Perhaps they really think Karimov is about to topple, either keel over from death or incapacitation from sickness, or they'd like him to think they think that.
Registan adopted Dmitriy Nurullayev when he decided to remain here rather than returning to Uzbekistan after claiming that he faced a threat of imprisonment. These kinds of threats are common and the story is credible, but I did ask questions about it.
I don't know why the organizers left out groups like Human Rights Watch (Steve Swerdlow) and International Crisis Group (Andrew Strohlein, who is actually moving to HRW now, regrettably depriving the landscape of some diversity and competition). Maybe those groups wouldn't come to something with Registan leaders in it because of how nasty they were in the past to them. Maybe the organizers themselves think micro-projects rather than in-your-face human rights work is the way to go -- I just don't know. I ask questions.
To be sure, topics include forced child labour in the cotton fields -- a topic the regime accepts in principle and says it is "working on" and has signed the appropriate international treaties banning it. So maybe this area will be covered in full, although they really aren't the center of gravity for Registan.
The conference also features Birdamlik leader Bahodir Choriyev. Birdamlik is an opposition group that tries bravely to demonstrate against the regime. Bahodir often invites me to join his groups or pages. I don't simply because I'm not interested in becoming a member of an Uzbek opposition group, I'm not in the Uzbek opposition even though obviously I oppose Karimov and company. They need to make their own opposition inside the country, with help from abroad, as best they can, but it's not my area of expertise. Actually, I even turned down a request to join a Russian opposition group in exile recently, where at least I speak the language and have years of working in the country and following the issues. I think it was because they were going to make me to a lot of work, and I already have enough volunteer activities.

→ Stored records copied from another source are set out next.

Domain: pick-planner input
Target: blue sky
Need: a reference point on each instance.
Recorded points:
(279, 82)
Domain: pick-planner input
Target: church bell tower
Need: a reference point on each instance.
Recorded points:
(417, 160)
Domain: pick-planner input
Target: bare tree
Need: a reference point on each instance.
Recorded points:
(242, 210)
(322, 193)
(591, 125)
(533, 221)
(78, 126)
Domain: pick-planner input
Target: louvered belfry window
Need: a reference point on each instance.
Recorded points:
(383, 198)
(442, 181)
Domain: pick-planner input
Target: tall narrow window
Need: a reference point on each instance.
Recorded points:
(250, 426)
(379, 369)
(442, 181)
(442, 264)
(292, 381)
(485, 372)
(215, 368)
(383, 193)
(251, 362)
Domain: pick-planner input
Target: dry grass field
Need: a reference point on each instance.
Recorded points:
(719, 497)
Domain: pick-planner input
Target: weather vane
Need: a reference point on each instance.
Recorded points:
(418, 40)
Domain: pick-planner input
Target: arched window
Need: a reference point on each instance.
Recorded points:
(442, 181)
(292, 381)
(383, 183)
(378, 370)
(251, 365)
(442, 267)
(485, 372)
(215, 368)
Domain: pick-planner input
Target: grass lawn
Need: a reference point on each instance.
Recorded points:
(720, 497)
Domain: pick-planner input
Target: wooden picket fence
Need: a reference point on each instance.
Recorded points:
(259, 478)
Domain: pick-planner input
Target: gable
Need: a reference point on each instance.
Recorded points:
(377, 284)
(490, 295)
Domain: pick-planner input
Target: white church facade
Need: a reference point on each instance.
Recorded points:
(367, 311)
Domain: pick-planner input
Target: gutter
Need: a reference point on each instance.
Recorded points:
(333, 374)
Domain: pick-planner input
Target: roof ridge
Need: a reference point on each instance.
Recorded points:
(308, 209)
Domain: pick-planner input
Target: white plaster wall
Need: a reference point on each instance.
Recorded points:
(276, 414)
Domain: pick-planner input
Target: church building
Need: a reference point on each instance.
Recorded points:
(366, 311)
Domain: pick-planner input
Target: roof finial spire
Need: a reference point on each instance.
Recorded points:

I have to say that Choriyev seemed rather naive, or perhaps simply overly determined, when he returned to Uzbekistan -- naturally the goons got to him eventually. But I suppose that had the added benefit of convincing all those USAID types that "realism" is in order regarding this regime.
New Eurasia, a site for which I have as little respect as I do for Registan, covers the activities of this group.
I'm all for protests against this regime, it's important to keep visible here in the US and Europe especially when the regime officials visit. I'm all for 1,000 flowers blooming, but I'm certain we're not seeing a big range of flowers at the Awareness conference with only Registani speakers. I look forward to a much wider range of organizations, such as NED, Freedom House, etc. to hold conferences about whither the regime and Uzbekistan in 2015.
The site has a poll: With the new elected president in 2015, the situation will be better, worse, the same.
I voted "the same," but found that most people believe it will be "better". Why they think this president will be "elected" in some kind of authentic way within only two years from now is beyond me, but one lives in hope.
Evidently this conference is under "Chatham House Rules" (which, if people were less pretentious, they could call "Council on Foreign Relations" rules), i.e. no papers or transcripts will be published -- as they weren't with the October conference. So if you aren't in Seattle or didn't get your way paid there, you're out of luck.